The digital identity of the person can also be combined with other information from the physical world. A person walks into an office, park their car in the parking lot, flash their badge, goes to their desk, logs in to their system and starts working.
“Nico on his computer sending an email. But is it actually me? Did I drive into the parking lot, did I use my physical badge to come in, did I log into my computer, you can bridge those assets, sometimes the asset is a physical asset that you own like the badge, sometimes it’s who you are and how you act. It’s about connecting all those dots. How do you feed in all those analytics together to make sense of them,” Mr. Fischbach said. Furthermore, CCTVs could provide inputs on the emotions of a person, whether the person is looking happy or sad, if they have made a disgruntled comment on social media.
Trade-off between privacy and security?
Several of the security measures we discussed seemed to tread a fine line between privacy and security. The question is how do you make sure that the employees do not have to give up too much privacy for the sake of their own security or for company security.
When asked for his views, Mr. Fischbach responded, “Where privacy is well-defined, you only measure what you need to measure for protecting the company. And you need to have the right data governance, and ensure that the information is only looked at in the case of an incident and a very limited set of persons can access it, say head of security response, head of HR.”
That kind of information cannot be used for monitoring productivity or keeping a tab on what colleagues are doing. That is what people are mostly concerned with.
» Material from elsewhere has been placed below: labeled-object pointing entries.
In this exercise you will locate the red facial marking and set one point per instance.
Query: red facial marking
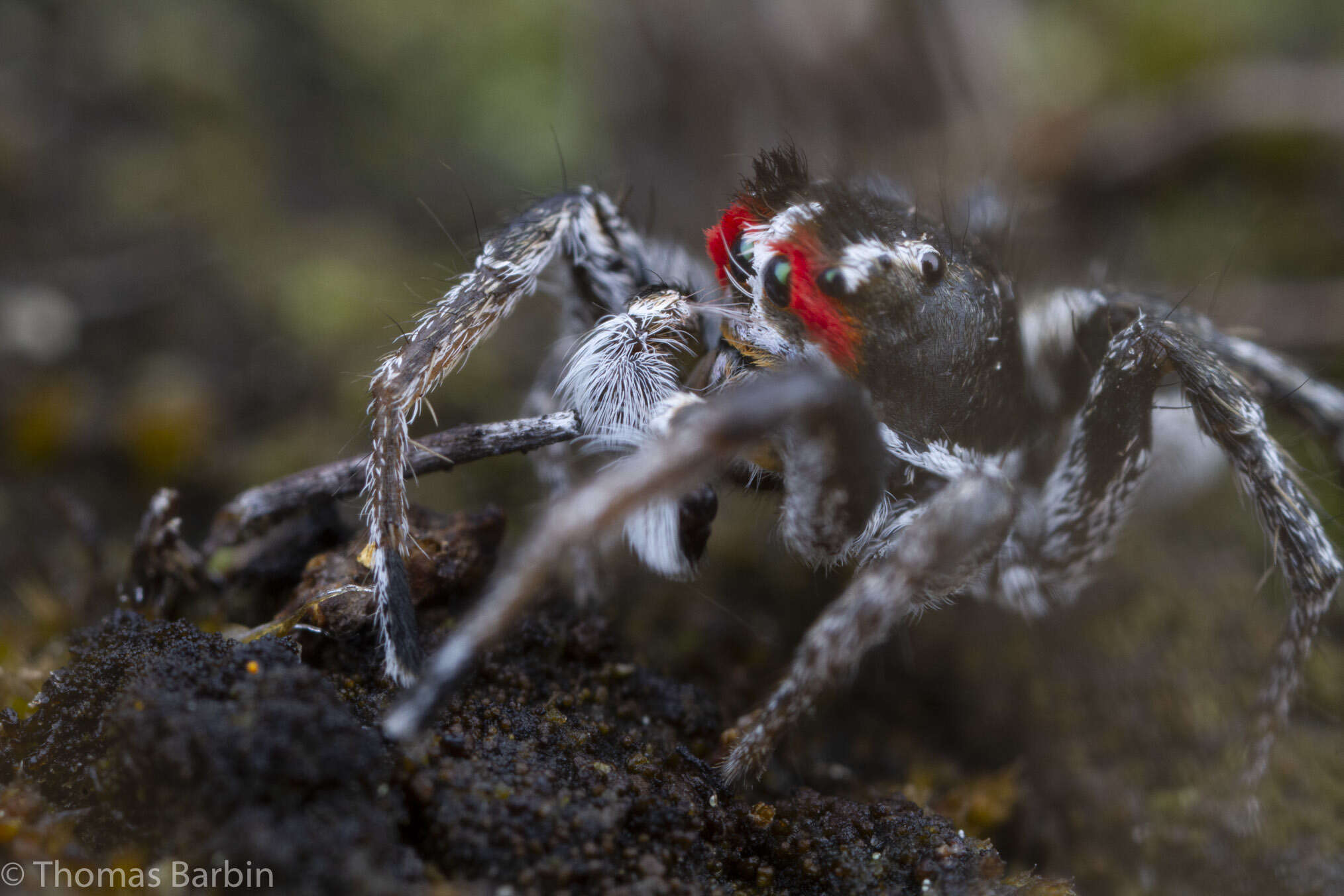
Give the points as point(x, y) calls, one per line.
point(826, 320)
point(718, 239)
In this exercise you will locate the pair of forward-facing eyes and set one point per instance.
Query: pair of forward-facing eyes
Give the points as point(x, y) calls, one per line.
point(777, 274)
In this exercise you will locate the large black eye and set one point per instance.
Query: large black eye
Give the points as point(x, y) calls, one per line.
point(831, 282)
point(930, 265)
point(776, 281)
point(744, 257)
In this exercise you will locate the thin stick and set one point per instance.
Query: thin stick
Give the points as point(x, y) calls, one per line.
point(262, 504)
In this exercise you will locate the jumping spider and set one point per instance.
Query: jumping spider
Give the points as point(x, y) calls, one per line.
point(882, 372)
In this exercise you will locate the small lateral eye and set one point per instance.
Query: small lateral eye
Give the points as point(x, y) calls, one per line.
point(744, 256)
point(831, 282)
point(776, 281)
point(930, 266)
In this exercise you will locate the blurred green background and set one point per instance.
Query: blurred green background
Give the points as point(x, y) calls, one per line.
point(215, 214)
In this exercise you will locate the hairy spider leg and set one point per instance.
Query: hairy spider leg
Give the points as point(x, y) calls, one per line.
point(707, 435)
point(589, 229)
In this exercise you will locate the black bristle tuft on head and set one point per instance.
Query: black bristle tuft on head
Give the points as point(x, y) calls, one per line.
point(777, 175)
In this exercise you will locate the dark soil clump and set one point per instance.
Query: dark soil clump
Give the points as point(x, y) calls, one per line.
point(558, 767)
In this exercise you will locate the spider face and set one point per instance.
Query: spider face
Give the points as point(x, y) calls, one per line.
point(855, 274)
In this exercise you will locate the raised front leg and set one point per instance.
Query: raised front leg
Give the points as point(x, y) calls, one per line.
point(589, 229)
point(706, 437)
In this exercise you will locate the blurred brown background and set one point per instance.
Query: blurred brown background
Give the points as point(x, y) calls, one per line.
point(213, 215)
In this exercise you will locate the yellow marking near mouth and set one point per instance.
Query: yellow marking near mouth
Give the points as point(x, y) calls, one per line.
point(753, 354)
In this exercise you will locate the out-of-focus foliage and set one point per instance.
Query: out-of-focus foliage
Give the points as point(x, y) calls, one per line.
point(214, 215)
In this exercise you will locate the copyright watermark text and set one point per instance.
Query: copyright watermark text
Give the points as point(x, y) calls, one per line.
point(175, 873)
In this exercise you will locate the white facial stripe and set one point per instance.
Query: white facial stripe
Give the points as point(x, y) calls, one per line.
point(860, 260)
point(783, 225)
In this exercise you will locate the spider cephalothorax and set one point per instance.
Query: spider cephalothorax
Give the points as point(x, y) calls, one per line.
point(852, 270)
point(879, 370)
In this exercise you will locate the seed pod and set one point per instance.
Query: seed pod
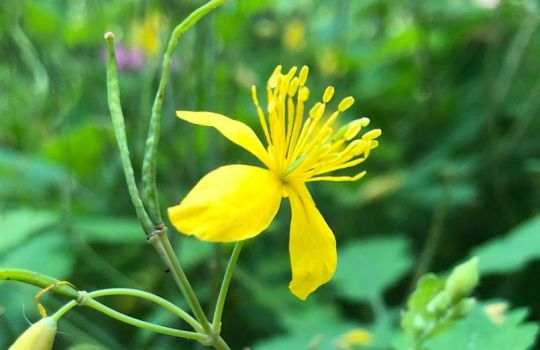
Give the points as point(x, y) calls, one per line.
point(462, 280)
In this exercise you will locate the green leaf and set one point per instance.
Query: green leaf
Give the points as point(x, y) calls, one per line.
point(365, 270)
point(315, 326)
point(81, 149)
point(110, 230)
point(18, 225)
point(480, 331)
point(192, 251)
point(512, 252)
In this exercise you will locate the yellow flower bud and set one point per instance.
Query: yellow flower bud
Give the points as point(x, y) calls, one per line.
point(40, 336)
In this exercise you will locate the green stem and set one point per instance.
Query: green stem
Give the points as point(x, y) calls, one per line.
point(139, 294)
point(149, 193)
point(142, 324)
point(167, 305)
point(161, 243)
point(120, 133)
point(38, 280)
point(218, 313)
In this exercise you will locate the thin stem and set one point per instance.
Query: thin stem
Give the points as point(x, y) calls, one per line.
point(117, 116)
point(220, 344)
point(139, 294)
point(160, 241)
point(38, 280)
point(149, 193)
point(142, 324)
point(218, 313)
point(167, 305)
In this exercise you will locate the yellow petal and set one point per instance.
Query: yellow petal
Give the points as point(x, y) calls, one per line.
point(312, 244)
point(40, 336)
point(232, 203)
point(234, 130)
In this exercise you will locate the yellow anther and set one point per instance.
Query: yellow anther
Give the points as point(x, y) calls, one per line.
point(372, 134)
point(302, 77)
point(293, 87)
point(303, 94)
point(328, 94)
point(271, 105)
point(360, 147)
point(254, 95)
point(273, 81)
point(292, 72)
point(364, 121)
point(353, 128)
point(345, 104)
point(317, 110)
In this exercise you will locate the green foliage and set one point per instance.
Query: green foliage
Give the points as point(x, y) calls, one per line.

The other angle is encryption. Organisations should ensure that they don’t gather too much and what they gather is properly encrypted, to protect privacy and data. Privacy-by-design can help with that. Finally, it is essential to inform employees and explain to them what is being done and why. Quite often people are comfortable once they understand the objective. People are also realising that advanced monitoring also protects them and their own identity.
“Having such tools enables you as an employer to protect the employees. So, it’s not so much like big brother watching you, it’s more like your brother helping you, preventing you from doing something bad. Sometimes not because you want to do it, but somebody is exploiting you to do it,” Mr. Fischbach said.